For the past three seasons I've been making models that aim to project player value of those eligible at the time of the NHL entry draft. The first iteration of this model was very simple and frankly at this point I'm convinced that it didn't offer much actionable value. Last year I replaced that deeply flawed first iteration with an entirely new model which you can read about here. For this draft I've again updated the model but the changes for this year's version aren't nearly as drastic as the changes from version one to two. The main concept behind the model remains the same, it's just some of the finer details that I've modified.
The model is still using two gradient boosted decision trees, one for calculating NHLc and one for calculating xPS, then multiplying the two outputs to find DEV, draft expected value. However, since another season has passed I've added one more season to the training dataset that the model uses. I've also done some additional feature engineering to give the model the ability to use variables it didn't previously consider. The most important features that I've added to the model this year were OWS, DWS, and QoT. OWS and DWS stand for Offensive Win Shares and Defensive Win Shares respectively; these are modified version of Hockey-Reference's Offensive and Defensive Point Shares that I've tweaked to work better with the limitations that exist for CHL data. I'll have a separate post at a later date discussing my changes to the Point Shares formula.
These changes to the model helped quite a bit in terms of the model's final performance. Below I've listed the evaluation metrics for NHLc and xPS comparing this year's model to last year's.
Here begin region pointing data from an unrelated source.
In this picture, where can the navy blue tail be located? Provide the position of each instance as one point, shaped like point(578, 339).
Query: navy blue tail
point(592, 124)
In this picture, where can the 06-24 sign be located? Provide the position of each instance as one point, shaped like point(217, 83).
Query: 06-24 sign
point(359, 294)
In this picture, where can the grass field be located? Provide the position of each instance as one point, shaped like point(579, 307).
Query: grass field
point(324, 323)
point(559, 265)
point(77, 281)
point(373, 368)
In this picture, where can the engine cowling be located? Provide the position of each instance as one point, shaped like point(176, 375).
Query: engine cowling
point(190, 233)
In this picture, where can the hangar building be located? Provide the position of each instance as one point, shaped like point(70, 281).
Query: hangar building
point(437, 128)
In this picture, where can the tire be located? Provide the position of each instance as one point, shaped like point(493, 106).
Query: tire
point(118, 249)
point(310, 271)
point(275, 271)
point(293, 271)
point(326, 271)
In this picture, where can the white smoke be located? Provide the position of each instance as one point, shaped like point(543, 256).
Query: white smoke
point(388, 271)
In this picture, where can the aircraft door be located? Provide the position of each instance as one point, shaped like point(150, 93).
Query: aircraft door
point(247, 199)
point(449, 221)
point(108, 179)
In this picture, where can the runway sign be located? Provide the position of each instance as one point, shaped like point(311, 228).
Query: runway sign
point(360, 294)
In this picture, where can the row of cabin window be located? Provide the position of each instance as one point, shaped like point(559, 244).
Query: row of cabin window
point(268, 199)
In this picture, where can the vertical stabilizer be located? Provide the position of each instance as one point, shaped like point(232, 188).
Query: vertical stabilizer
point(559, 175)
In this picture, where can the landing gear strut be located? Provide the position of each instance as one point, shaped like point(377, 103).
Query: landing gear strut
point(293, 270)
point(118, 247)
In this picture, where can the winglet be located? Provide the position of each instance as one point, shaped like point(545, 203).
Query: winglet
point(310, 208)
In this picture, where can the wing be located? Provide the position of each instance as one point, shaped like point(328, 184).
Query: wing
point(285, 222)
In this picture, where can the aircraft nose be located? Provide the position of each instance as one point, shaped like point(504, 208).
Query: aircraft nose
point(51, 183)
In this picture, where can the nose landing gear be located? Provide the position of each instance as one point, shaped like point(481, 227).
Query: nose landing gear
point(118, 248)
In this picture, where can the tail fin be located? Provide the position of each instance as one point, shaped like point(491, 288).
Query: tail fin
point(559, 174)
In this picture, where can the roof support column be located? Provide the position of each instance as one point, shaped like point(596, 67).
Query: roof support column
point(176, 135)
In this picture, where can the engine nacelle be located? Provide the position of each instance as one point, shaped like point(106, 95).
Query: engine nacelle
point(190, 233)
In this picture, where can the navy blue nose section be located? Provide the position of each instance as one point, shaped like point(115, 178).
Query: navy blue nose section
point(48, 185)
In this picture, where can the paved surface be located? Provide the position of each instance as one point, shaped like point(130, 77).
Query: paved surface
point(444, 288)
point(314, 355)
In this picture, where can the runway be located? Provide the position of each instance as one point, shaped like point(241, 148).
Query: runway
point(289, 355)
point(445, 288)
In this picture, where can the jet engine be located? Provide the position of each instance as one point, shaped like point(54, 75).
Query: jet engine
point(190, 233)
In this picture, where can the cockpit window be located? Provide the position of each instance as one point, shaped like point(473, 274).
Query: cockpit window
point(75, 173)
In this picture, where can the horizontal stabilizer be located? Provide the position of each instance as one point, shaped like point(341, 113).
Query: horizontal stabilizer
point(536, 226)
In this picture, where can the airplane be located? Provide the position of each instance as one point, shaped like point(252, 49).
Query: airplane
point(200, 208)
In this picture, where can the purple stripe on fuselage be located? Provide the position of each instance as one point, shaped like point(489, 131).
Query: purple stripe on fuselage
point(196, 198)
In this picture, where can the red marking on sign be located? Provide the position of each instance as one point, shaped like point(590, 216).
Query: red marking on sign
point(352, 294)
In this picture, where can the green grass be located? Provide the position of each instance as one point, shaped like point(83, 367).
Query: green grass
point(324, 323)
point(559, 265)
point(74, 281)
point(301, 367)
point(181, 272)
|Forwards||Root Mean Square Error|
|Defense||Root Mean Square Error|
As you can see the new NHLc model has a lower log loss than last year's and this year's xPS has a lower root mean square error on our out of sample tests.
I've moved the DEV results from last season's model here mainly just to maintain a log of it but I wouldn't recommend paying much attention to those results as the model that made them is now out of date.
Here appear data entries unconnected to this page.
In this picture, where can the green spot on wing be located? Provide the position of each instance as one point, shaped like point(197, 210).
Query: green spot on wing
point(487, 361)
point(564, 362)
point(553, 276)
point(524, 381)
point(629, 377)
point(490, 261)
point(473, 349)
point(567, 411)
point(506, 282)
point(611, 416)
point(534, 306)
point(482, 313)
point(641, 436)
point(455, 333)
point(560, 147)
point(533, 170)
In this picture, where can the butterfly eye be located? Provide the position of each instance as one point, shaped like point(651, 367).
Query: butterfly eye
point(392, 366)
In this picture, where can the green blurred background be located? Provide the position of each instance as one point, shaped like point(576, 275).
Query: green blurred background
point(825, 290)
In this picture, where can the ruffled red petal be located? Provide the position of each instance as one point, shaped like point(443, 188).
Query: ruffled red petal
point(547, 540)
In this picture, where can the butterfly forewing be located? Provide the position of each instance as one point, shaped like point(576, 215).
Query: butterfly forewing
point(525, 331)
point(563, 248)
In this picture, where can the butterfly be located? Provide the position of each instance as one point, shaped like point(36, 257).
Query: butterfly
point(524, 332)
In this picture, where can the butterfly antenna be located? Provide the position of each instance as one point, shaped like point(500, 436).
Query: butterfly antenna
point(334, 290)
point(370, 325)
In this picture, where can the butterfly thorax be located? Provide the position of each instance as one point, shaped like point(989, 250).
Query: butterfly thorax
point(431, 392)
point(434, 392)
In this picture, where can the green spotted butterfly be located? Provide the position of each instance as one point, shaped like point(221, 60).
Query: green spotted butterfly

The full results for the up to date model can be found here. You can view the results for all seasons from 2014-15 through 2017-18.
Looking through the results I'm sure you'll find some things that are confusing so I'd like to mention a few notes that will help for interpreting the outputs of the model.
Looking at the pick value you may notice that very few player's pick value is in the top three. Also, only one player from 2014-15 through 2017-18 has a pick value of first overall, that being Connor McDavid. The reason for this is that historically players selected in the top three are almost guaranteed to hit the 200 NHL games played threshold, yet the NHLc model is more conservative in its estimates. Because of this it makes pick values in the top three of the draft tough to achieve for a player even though they may clearly be among the top three best available players of their draft class.
To draft optimally you would want to draft players with a pick later in the draft than their pick value. The pick value is based on the historical value of that pick position so if with the 45th pick in the draft you select a player whose pick value is 45 you haven't gained any value with that pick. That selection is consistent with the history of 45th overall picks so you can't expect to see any improvements over traditional methods of player evaluation. Ideally, you would only select players with a pick value earlier than the pick you are using to select them, so for example rather than using pick 45 to select a player with pick value of 45 you would select a player with pick value of 30 and by doing that you have added value equivalent to the difference between the historical value of picks 45 and 30 in the draft. An obvious exception to this is when you are selecting at the very start of the draft, as mentioned before you will very rarely find a player whose pick value is judged to be at those spots.
The outputs for this model are based on players drafted from 1997 through 2010, so many of those players were working to make it into and play in an NHL that's different than the NHL of the present and the NHL of the future. I feel this is especially relevant when it comes to looking at the outputs of NHLc. Since we are starting to see size have a lesser impact on players making the NHL, it is likely a safe assumption that NHLc for smaller players underestimates their true chance of making the NHL since a player of their caliber would likely have an easier time making the NHL five years from now than a player of their caliber looking to make the NHL in 2003. Unfortunately, that adjustment for the effects of a changing NHL needs to be made mentally since NHLc doesn't currently adjust for these factors. This is the largest flaw I see in the current DEV model that I'm looking to address for future versions.